It’s never not a good time for some history lessons. The times we are living in make it especially crucial to get well-researched and accurate information–especially when it comes to trailblazers who have made a significant impact on how future generations will live their lives.


Enter Unladylike2020, PBS’s docuseries about unsung women who have changed the world.  The series launched on YouTube in February and concluded in August, but the videos are still available to view. The series features shorts on 26 women—especially women who are BIPOC—including Bessie Coleman, Meta Warrick Fuller, Charlotta Spears Bass, Mary Church Terrell, Gladys Bentley, Sissieretta Jones, and Maggie Lena Walker.
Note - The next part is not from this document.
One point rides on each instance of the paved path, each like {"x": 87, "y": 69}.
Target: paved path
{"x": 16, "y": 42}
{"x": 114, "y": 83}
These women have made strides in the arts, science, politics, aviation, and more. AURN reached out via email to Unladylike2020 executive producers, Charlotte Mangin and Sandy Rattley, who shared the following statement:

“An analysis completed by the Smithsonian Institution’s National Women’s History Museum of K through 12 American history curriculum shows that just 6% of the ‘heroic figures’ or history makers that are taught in classrooms across the nation are Black women; and the names that are seen the most often are Rosa Parks, Harriet Tubman and Sojourner Truth. While these women are worthy of focus, it’s also important for all children, boys and girls, and all Americans to know that this country was built and democracy was refined, tested and polished by the bravery and defiance of countless women of color throughout our history. It is important to know that the civil rights struggle, the fight for voting rights, women’s rights, gender equality – the gains of all these movements, and more, were accomplished through the acts of courage of countless individuals. We think knowing that individual acts of resistance contribute to our collective experience of justice and freedom makes everyone more aware of their personal power. We think the Unladylike2020 women’s stories provide powerful testimony to how one person can in fact make a difference.”

The producers also explained that they chose YouTube because they wanted to create mobile and bite-sized content that makes history relevant, exciting, easy to digest and easy to share. In addition to YouTube, there will be shorter, bite-sized clips of each documentary available for viewing on Facebook, Twitter and Instagram.


At this point, with access to accurate information there is no excuse not to be educated.

“We think it’s important to know that the arc to freedom is in fact long,” says Mangin and Rattley, “that those that preceded us 100 years ago faced many of the same struggles and challenges we do today. We hope that bringing their stories to life provides context and inspiration for current times. It’s also important to learn from the strategies women disruptors employed in the past. And most importantly, we are inspired by their stories – by their courage and audacity.”